(If this day occurs on the first Sunday after Christmas,
please refer to that devotion instead.)
Exodus 1:8-22; Matthew 2:13-18
Holy Innocents, Martyrs
Again we look to the “Church Calendar” to see if this might be a special day to commemorate a special event – and it does. December 28 is given to another group of martyrs, even before Stephen – a group so young and innocent that we shudder to think such an event could have happened. But it did. This day is given to the memory of the “Holy Innocents.”
You are familiar with the story. We will celebrate the visit of the Magi on Epiphany (January 6), but we must briefly rehearse the event here. On the night of our Lord’s birth, magi in the East (actually, pagan astrologers) saw an unusual phenomenon in the heavens which they understood to be of divine origin. Through that same guidance they discerned that the “star” signified the birth of a great king in Judea and set out on a long journey to pay him homage: “Where is he who has been born king of the Jews? For we saw his star when it rose and have come to worship him.” Herod (also known as “the Great” in history for his grand building projects) was not amused. A paranoid and decrepit old man by this time, he ascertained from the magi when the star rose, explaining that he too wanted to see the child. The magi saw right through this lecher, went and paid their respects to the babe, and then departed by another route. As the magi refused to return to Herod to inform him of the identity of the child, Herod had all the male children in and around Bethlehem murdered up to two years old, so as not to miss this rival toddler to the throne.

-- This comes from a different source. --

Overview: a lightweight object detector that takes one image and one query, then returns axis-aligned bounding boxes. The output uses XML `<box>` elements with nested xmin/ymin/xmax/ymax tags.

And so, because of a murderous old man, several mothers were bereaved of their baby boys, who “refused to be comforted, because they are no more.” We are enraged at the injustice of this heinous crime. We plead with God, “Surely this was not necessary!” It seems to ruin the whole account of our Lord’s birth. The Bible is painfully honest about the evil that is in men, and in doing so boldly places the mirror in our faces. What happened that day in Bethlehem happened before with the genocidal policies of Pharaoh and has happened numerous times since. But what is the meaning of this day? I think that day foreshadowed, even prophesied, the event some thirty years later of our Lord’s crucifixion. As these “Innocents” gave their lives for Jesus, they anticipated the day when he would give his life for theirs. This is the beauty of our faith: it is a faith of life-giving sacrifice whereby one loses his life to save it (Mark 8:35). Our Lord’s sacrifice is the once-for-all, never-again-to-be-repeated exemplar. But these holy children died in the faith they had yet to understand, and in so doing received their heavenly reward.